Chapter Twenty-One Trapped

Previous

The freight train clanked to a stop while a quarter of a mile away the cattle churned restlessly. Slim was impatient for the break that would mean action, the break that he hoped would mean the end of the rustlers in the Creeping Shadows country.

While the train crew unloaded the portable chute, the rustlers drove the cattle nearer. Slim looked around at the riders grouped nearby. Impatiently Joe was fingering his six gun and behind him Al Bass sat calmly, his face tense and a little white. Three other horsemen were ready to sweep out and cut off the escape of the rustlers.

Watching the approach of the cattle and the riders, Slim was not surprised to recognize the squat, heavy form of Hack Cook, owner of the Diamond Dot.
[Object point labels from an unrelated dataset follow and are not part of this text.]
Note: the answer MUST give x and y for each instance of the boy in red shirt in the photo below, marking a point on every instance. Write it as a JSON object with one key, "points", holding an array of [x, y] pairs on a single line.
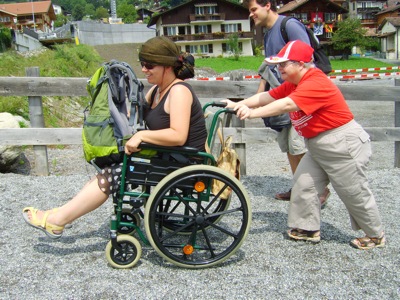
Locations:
{"points": [[338, 147]]}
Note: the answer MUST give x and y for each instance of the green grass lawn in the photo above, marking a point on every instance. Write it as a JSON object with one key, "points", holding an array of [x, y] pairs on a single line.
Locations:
{"points": [[221, 65]]}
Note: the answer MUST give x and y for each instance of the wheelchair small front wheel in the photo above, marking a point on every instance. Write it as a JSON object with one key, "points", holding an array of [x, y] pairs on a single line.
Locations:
{"points": [[185, 223], [127, 256], [128, 216]]}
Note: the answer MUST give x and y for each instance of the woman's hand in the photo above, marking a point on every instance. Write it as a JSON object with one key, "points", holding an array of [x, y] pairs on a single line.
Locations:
{"points": [[132, 145]]}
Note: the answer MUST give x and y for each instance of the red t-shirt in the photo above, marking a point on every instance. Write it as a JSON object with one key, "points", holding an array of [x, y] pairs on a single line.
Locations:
{"points": [[322, 105]]}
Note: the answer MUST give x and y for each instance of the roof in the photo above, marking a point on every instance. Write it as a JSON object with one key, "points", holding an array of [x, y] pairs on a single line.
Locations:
{"points": [[390, 9], [25, 8], [154, 18], [395, 21], [293, 5]]}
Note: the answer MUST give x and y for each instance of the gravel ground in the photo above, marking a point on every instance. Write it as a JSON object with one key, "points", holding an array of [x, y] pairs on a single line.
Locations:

“I’m taking Cook,” muttered Joe, who recognized the Diamond Dot owner just as Slim did. The cowboy detective nodded. He’d let Joe have the first chance, for after all it was a feud between the ranches of the valley. If Joe failed to get Cook, Slim knew that with Lightning under him he could overtake anything in the country.

The rustlers whirled around the cattle, keeping them in a compact mass as they neared the train. Suddenly there was a burst of gunfire. The riflemen hidden in the bushes had blazed away.

A horse and rider went down. In another blast of lead a second rustler threw up his hand and pitched from the saddle to lie inert upon the ground.

Guns leaped into the hands of the remaining rustlers and they opened a rapid fire on the riflemen. Joe spurred his horse, and the riders swept out from behind the rock. Slim was riding easily, cautiously, ready to take the trail of the first rustler who made a break for liberty.

“Get ’em all,” shouted Joe. “It’s the Diamond Dot outfit.”

The gunfire was savage, ripping the silence and hurling echoes against the boxcars. The astonished train crew scurried for shelter.

The rustlers knew they were up against tremendous odds, for the cattlemen far outnumbered them and were shooting from shelter.

Hack Cook whirled to meet the menace of the riders. He was using two guns, both of them spouting flame and smoke. A Double O rider who had leaped ahead of Slim slumped in his saddle and his fright-crazed horse pitched him to the ground.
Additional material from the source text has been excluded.